Different groups of physicians often use a variety of Electronic Health Record (EHR) systems in their offices. And most of them are not the same as the hospital's EHR system. Some of the more advanced Meaningful Use requirements in the HiTECH legislation reward interoperability, but getting systems and organizations to work together isn’t as easy as it sounds. Major technical obstacles stand in the way.

Redundancy of care is inevitable without comprehensive medical information or the ability to share patient data across an entire ACO.

Consider a woman who is about to undergo surgery. Her primary care physician, cardiologist and anesthesiologist all want to see her EKG at the same time. Each will obtain their own if they can't access someone else's. And without a single EHR system, there’s no way to know if this patient might also be due for a mammogram or has had a colon cancer screening. Without a single EHR system, there’s no way to coordinate the best patient care.

The solution is both simple and difficult. ACO providers must invest in connecting their information technology systems early on.

Obstacle 4: Lack of Physician Leadership and Management Structure

Even under the best circumstances, it’s challenging for physician organizations to accurately compensate each physician and improve systems of health care.

That challenge becomes nearly impossible without a well-defined physician leadership structure that can implement clear reporting relationships and individual accountability.

In general, hospital partners in ACOs are the primary source of investment capital for new facilities and technologies. But without a medical group CEO, an ACO can’t make the operational changes necessary to benefit from those investments or produce the expected results across the board.

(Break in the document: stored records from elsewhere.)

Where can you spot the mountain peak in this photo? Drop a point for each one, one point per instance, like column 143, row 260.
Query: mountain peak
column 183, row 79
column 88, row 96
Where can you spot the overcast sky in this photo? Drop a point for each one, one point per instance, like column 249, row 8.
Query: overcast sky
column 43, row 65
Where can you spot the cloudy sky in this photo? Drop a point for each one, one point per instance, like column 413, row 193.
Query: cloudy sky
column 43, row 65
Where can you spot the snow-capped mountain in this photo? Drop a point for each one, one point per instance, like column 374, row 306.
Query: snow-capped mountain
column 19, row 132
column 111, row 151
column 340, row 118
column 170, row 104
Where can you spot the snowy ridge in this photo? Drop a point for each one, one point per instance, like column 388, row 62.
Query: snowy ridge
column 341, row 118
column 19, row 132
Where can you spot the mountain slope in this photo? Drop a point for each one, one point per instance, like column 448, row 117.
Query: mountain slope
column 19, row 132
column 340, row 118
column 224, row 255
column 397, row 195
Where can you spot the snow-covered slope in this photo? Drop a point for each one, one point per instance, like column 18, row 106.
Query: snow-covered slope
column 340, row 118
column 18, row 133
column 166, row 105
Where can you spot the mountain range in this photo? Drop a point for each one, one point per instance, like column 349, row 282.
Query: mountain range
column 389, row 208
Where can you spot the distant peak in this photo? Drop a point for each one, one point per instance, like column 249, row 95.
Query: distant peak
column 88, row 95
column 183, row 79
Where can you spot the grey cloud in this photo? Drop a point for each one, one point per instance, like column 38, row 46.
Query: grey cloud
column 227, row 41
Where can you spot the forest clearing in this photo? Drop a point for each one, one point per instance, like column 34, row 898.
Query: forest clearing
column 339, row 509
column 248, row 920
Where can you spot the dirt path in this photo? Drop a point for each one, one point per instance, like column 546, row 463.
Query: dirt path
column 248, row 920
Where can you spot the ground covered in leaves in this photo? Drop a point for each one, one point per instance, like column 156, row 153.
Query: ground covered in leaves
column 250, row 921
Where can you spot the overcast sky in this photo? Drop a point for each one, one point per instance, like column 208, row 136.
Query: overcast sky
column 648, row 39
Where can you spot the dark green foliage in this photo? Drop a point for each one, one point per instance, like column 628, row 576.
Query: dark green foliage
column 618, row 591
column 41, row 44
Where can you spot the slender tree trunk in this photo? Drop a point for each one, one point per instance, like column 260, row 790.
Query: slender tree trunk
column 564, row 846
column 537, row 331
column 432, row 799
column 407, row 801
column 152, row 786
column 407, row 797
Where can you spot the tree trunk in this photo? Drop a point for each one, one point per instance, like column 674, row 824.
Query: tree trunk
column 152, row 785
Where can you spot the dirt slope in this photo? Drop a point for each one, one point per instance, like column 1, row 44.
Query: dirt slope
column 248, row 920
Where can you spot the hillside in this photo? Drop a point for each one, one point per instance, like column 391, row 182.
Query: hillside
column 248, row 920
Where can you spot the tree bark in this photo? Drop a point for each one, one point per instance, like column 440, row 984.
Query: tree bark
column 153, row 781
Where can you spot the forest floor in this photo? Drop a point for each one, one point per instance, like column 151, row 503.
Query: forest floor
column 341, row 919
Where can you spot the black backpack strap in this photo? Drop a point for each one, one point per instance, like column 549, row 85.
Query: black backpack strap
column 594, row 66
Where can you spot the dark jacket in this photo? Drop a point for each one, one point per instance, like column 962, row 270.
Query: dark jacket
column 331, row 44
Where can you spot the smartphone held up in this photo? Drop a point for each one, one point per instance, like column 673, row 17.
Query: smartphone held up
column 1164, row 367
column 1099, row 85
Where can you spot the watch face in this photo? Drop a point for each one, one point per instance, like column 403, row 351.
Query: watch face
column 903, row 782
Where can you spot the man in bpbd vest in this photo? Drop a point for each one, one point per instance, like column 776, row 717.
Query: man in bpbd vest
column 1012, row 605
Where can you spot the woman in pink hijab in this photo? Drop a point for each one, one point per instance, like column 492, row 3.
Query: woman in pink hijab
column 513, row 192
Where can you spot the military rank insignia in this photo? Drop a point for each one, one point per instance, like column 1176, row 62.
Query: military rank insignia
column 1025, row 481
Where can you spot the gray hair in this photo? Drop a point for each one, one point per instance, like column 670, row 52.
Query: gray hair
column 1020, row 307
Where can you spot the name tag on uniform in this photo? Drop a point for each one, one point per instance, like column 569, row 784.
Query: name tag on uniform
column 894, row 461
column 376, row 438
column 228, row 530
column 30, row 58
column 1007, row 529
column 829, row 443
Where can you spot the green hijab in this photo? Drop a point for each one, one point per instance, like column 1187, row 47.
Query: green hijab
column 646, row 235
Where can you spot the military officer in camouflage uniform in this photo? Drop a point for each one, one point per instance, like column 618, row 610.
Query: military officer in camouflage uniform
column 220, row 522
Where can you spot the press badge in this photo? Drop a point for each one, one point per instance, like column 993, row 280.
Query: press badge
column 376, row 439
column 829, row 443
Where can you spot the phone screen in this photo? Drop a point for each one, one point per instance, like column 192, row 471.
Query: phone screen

When the main measure of leadership is increasing a facility's volume and top-line revenue, hospital administration can typically achieve success with little physician input.

But strong physician leadership and self-governance are essential when success is dependent on major improvements in operational performance.

The solution requires hospital administrators to embrace physician leaders as equals while investing in physician leadership development.

Where Will ACOs Take American Health Care?

ACOs offer great promise for the future. And when the pieces are in place, they have the potential to achieve the Institute for Healthcare Improvement's triple aim: better quality and satisfaction for patients, improved health of populations and greater affordability.

But creating an ACO on paper is the easy part. Delivering on the promise of an ACO is much harder.

It’s not easy for organizations to move from fee-for-service to bundled payment or full capitation, to have the courage to right-size their staffing model, to invest in the necessary technology or to develop the requisite physician leadership.

But these changes ultimately distinguish success from failure.

In many ways, the ACO movement is at a cross roads. As Christensen pointed out, either ACOs will figure out how to overcome the obstacles they face or they’ll just end up using their size and market power to raise prices and resist change.

The path they choose will have a major impact on the future of healthcare in the United States.